On the outbreak of the 1848 revolution, Hügel chaperoned his earlier rival in love Chancellor Metternich during his escape from Vienna to England. He then sold his garden, rejoined the Austrian army, and took part in the first Italian Independence war. From 1850 to 1859, he served as Austrian Envoy Extraordinary (ambassador) to the Grand Duchy of Tuscany in Florence, finally marrying Elizabeth Farquharson there in 1851. In 1860 he became the Austrian ambassador in Brussels and published a second work based on notes from his Asian tour, this time about the Philippines: Der Stille Ocean und die spanischen Besitzungen im ostindischen Archipel (The Pacific Ocean and the Spanish possessions in the East Indian archipelago). He retired from the Imperial service in 1867 and took his family to live in the seaside town of Torquay, Devon, England. Three years later, on 2 June 1870, he died in Brussels while on his way to visit Vienna.

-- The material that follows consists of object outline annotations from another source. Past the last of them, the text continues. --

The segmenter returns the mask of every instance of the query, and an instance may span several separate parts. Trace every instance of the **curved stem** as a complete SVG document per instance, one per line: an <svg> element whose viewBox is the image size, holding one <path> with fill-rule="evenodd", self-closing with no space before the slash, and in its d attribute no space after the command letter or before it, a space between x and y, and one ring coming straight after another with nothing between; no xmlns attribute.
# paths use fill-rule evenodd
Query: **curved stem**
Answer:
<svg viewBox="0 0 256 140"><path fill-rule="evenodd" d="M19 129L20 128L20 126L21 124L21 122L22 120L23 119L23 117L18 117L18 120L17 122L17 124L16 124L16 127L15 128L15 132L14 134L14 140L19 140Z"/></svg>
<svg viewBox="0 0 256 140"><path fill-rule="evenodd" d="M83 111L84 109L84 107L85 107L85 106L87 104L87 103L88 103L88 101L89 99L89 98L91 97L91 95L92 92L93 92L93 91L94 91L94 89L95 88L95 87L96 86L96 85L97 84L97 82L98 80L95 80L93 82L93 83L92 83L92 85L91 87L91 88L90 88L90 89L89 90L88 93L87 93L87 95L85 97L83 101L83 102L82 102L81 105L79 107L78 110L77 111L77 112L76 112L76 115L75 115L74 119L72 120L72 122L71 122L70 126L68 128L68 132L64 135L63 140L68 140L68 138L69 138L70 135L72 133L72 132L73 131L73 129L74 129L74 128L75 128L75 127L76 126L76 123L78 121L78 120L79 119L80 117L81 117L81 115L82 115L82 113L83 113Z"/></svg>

Hügel's published books were on Kashmir, Australia, and the Philippines, but there is evidence that his intention was to compile and publish material about the other areas he had visited. To date, however, there seems to be no trace of the many thousands of notes he made during his travels, from which further publications might yet be compiled.

===Children===
Hügel and his wife Elizabeth Farquharson had three children, each of whom became notable in their own right. Friedrich von Hügel, born 1852, became a well-known Roman Catholic theologian; Anatole von Hügel, born 1854, became an anthropologist; and their daughter Pauline von Hügel, born 1858, is regarded as the founder of Corpus Christi Church in Boscombe, now part of Bournemouth, in Dorset, England.

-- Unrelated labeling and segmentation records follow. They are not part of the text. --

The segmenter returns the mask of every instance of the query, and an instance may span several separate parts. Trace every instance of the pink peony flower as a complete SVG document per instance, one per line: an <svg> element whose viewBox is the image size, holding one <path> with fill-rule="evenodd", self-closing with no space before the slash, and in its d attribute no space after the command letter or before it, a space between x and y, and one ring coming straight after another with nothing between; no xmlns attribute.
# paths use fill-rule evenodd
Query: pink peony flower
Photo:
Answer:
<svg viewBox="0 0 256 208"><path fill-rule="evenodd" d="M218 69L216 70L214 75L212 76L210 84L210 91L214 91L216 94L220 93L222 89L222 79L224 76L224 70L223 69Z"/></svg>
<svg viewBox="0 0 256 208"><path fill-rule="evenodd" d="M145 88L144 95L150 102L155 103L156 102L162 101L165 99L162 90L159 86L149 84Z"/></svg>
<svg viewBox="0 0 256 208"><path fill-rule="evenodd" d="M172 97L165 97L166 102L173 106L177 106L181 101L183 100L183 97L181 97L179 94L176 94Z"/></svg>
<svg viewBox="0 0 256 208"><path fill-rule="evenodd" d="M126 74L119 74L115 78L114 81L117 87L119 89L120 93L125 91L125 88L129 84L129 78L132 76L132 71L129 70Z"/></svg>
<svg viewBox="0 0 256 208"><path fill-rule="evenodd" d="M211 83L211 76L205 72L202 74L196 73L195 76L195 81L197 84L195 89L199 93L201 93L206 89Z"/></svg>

According to Klemens von Metternich, Charles von Hügel had a natural son by Countess Jozefa Forgách de Ghymes. He was brought up in Russia and was given the name of Felix Sumarokov-Elston.

== Honours ==
- Knight First Class in Imperial Order of the Iron crown
- Knight in the imperial order of Leopold
- Officer in the Order of Leopold.
- Grand cross in the Order of Saint-Joseph of Tuscany
- Grand Cross in the Order of St. Gregory the Great
- Knight in the Papal Order of christ.
- Knight in the Order of the Red Eagle.
- Commander in the Order of the Dannebrog.